Another side-effect of the pandemic is that authoritarian governments have seized on it as an excuse to silence critics, curtail civil liberties, and increase surveillance. The report found that high levels of corruption closely correlated with a reliance on undemocratic methods to control the pandemic. The Philippines, which scored 34 out of 100, saw one of the longest and strictest lockdowns early on in the pandemic, as President Rodrigo Duterte warned the police would “shoot … dead” people who violated the restrictions.
According to Amy Mackinnon (Biden Expected to Put the World’s Kleptocrats on Notice, published in Foreign Policy on December 3, 2020), Joe Biden is expected to make a crackdown on illicit finance both at home in the United States and abroad a centerpiece of his administration, a move that could have profound implications for anti-corruption efforts around the globe.
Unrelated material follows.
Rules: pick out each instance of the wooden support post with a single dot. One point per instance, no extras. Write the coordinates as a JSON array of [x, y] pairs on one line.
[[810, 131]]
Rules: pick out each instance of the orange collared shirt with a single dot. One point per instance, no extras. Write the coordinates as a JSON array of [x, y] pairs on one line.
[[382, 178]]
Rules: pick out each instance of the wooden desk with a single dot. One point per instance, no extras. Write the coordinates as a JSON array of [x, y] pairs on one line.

Biden, who as vice president spearheaded the Obama administration’s fight against corruption and kleptocracy, has repeatedly vowed to make it a focus as president. Two years ago, Biden and his former advisor Michael Carpenter warned in Politico about the threat posed by foreign money of unknown origins to the integrity of U.S. elections. He echoed those concerns in a Foreign Affairs essay this spring.
“I will lead efforts internationally to bring transparency to the global financial system, go after illicit tax havens, seize stolen assets, and make it more difficult for leaders who steal from their people to hide behind anonymous front companies,” he wrote. And Biden’s pick for national security advisor, Jake Sullivan, told Politico that one of his chief goals was to “rally our allies to combat corruption and kleptocracy, and to hold systems of authoritarian capitalism accountable for greater transparency and participation in a rules-based system.”
Legislation that would create a beneficial ownership register — which would make it much harder to register anonymous shell companies in the United States — has been included in the National Defense Authorization Act, alongside a slate of other anti-corruption legislation.
“You have the national security community as interested in these issues as the anti-poverty community,” said Gary Kalman, the Director of Transparency International US.
“You would literally change the economics of global poverty,” Kalman said.
Sullivan’s emphasis on working alongside allies is likely to find a ready reception, especially in other major banking and economic hubs. “The UK is absolutely desperate to start working more closely with the US on this,” said Nate Sibley, a research fellow for the Hudson Institute’s Kleptocracy Initiative. “That’s the two major global financial centers.”
Biden has also outlined his intention to make international commitments to combat corruption a core tenet of the global summit of democracies that he pledged to host during his first year in office.
“This needs to be injected, mainstreamed if you will, into all of our multilateral engagements,” Carpenter said.
Biden’s expected focus on fighting financial opacity and corruption is a carry-over from his previous stint as vice president, when he was even more aggressive than President Barack Obama, according to Kalman.
Biden oversaw US policy toward Ukraine as the country charted a rocky but ambitious path of reforms in the wake of the 2014 revolution, and he leaned heavily on the country’s then-President Petro Poroshenko to clean up corruption. Biden went as far as threatening to withhold $1 billion in US aid to persuade the Ukrainians to oust the country’s notoriously corrupt prosecutor general Viktor Shokin. (That effort, which had broad support from the US government, the European Union, and the International Monetary Fund, was later used against Biden by Republicans during the 2020 presidential campaign.)
In Central America, Biden spearheaded a $750 million aid package intended to address the root causes of refugee and migrant flows, making much of the funds contingent on anti-corruption efforts, and he leaned on the former president of Guatemala to extend the work of a pioneering UN-backed anti-corruption commission.